I got to know June soon after she published Kwame Nkrumah: The Conakry Years: His Life and Letters in 1990, which I reviewed, and we became friends. As I embarked on my doctoral research on Nkrumah in 1998, she was immensely supportive to the extent that she opened her home to me during the decade of the 2000s. I poured through some of the materials she had rescued from Guinea-Conakry and had in her private collection in her beautiful detached home in North London.
June welcomed me and other Pan-Africanists on several occasions to her abode. She was always generous in her hospitality as well as in gifts of books that stimulated my thinking. June was also generous in her time and attention to me.
Milne and her husband Van Milne were dedicated to publishing the works of African political and literary figures. Van Milne died on 20 December 2005 at the age of 85 and helped found the Heinemann African Writers Series in which the novelists Chinua Achebe, Cyprian Ekwensi, Wole Soyinka and Ngugi wa Thiong’o were given an international platform.
Privately, June told me that she wished ideally that Nkrumah’s Conakry papers could be housed in Africa but the realities of poor state funding for the preservation and proper documentation of archival material in Africa, encouraged her to hand over some of the materials to the Moorland-Spingarn Center at Howard University in Washington DC, where they remain to this day. As one of America’s fine historically black colleges and universities – it is an equally appropriate place for such documents and considering that Nkrumah believed that: “All peoples of African descent whether they live in North or South America, the Caribbean, or in any other part of the world are Africans and belong to the African nation” – It is likely that Nkrumah would have approved of the choice of Howard University. Whilst the great Amilcar Cabral spoke at Nkrumah’s funeral of “the cancer of betrayal” – which referred to the coup d’état that overthrew Nkrumah, June expressed to me personally on at least two occasions that she suspected that Nkrumah’s cancer was engineered by neo-colonial and imperialist forces.
As Nkrumah required little sleep, his energetic mind allowed him to write over 15 books that were published by Panaf Books that was set up in 1968 by Nkrumah and June managed the London office at 89 Fleet Street. With June’s retirement from Panaf in 1987, the work continues under the management of S. S. and E. R. Kakembo.
In the pages of The Conakry Years, one gets a glimpse of the working relationship between June and Nkrumah. She was responsive not only to Nkrumah’s need for “Cadbury chocolates” and other eateries, but his frequent requests for many books that shaped his thinking and writing, as well attending meticulously to his manuscripts. Since June was an historian by training and had received a first honours degree in History, she was therefore well suited to be Nkrumah’s literary executrix.

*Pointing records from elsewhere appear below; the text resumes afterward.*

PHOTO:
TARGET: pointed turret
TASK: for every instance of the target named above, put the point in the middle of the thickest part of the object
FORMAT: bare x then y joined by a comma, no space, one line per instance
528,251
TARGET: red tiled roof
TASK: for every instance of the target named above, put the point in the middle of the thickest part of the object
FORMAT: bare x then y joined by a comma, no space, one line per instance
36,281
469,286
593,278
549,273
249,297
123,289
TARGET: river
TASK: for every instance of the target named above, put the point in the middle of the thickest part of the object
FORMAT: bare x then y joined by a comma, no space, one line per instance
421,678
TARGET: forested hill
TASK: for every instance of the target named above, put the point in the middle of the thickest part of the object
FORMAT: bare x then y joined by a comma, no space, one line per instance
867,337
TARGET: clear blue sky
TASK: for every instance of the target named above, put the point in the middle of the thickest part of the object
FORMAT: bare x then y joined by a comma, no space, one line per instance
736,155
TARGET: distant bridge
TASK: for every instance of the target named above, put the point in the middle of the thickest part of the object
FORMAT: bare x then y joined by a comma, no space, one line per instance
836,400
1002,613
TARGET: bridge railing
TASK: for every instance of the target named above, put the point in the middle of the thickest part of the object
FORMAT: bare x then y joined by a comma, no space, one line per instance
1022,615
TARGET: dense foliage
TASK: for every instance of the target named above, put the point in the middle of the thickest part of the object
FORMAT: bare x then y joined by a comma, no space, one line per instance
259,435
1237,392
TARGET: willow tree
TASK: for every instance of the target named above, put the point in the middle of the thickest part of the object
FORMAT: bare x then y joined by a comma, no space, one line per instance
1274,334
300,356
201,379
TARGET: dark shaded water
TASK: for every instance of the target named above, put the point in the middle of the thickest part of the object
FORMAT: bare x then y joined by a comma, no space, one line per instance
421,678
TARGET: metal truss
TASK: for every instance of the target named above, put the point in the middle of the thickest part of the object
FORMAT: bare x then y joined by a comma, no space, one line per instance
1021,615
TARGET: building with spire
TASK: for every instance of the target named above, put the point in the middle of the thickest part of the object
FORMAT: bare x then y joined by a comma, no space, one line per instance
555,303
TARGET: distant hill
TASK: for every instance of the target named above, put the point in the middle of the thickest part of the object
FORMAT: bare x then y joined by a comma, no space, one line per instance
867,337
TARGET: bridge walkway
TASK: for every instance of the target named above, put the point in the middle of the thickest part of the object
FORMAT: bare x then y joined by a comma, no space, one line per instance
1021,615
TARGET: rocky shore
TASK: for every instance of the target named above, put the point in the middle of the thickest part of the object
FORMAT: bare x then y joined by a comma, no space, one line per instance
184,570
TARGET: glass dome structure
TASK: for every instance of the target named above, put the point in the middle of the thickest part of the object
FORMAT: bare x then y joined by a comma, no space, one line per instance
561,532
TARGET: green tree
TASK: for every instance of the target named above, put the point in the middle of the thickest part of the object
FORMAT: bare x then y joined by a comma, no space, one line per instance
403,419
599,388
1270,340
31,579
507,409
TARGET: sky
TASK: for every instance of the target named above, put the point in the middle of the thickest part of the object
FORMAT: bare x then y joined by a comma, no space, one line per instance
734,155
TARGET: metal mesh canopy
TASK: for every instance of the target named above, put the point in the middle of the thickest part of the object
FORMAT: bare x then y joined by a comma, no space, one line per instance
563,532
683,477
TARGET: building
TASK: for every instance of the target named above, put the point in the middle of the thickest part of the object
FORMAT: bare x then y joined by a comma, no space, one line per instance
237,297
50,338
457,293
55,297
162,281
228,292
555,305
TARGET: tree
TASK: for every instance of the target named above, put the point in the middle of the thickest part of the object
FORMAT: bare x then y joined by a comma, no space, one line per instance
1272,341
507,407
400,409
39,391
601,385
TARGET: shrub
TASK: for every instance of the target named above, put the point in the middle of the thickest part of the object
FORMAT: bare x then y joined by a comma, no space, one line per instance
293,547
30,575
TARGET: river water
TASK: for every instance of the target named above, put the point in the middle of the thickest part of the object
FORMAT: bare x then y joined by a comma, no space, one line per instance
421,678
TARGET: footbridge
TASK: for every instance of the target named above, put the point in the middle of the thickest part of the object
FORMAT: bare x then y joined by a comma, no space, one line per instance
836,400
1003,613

Whilst some of the reserved English character may have rubbed off on June over the years she spent her life in Britain, she always had a spark in her eye when she spoke to me about Nkrumah. She would often say to me in an eager tone of voice: “A united Africa is the only way!”
Very few are aware of the commitment of June to Panaf Books as well as her efforts to preserve Nkrumah’s papers from Conakry – particularly as June bitterly recalled how the coup plotters destroyed much of Nkrumah’s personal correspondence and papers in his office in Flagstaff House. With an academic background in history, such material was precious to June who had a deep understanding of the historical worthiness of such material.
Perhaps no other African head of state has left such a prodigious work as Nkrumah. Therefore, June Milne is to be highly commended for this endeavour in continuing to publish Nkrumah’s works, for his thinking remains available for historical posterity and for future generations to realise his ambition of a Union Government for Africa in which the ordinary people of Africa will be in control of the resources of Africa.
Farewell indeed June Milne.
* Dr. Ama Biney is a scholar-activist and Pan-Africanist living in London, United Kingdom.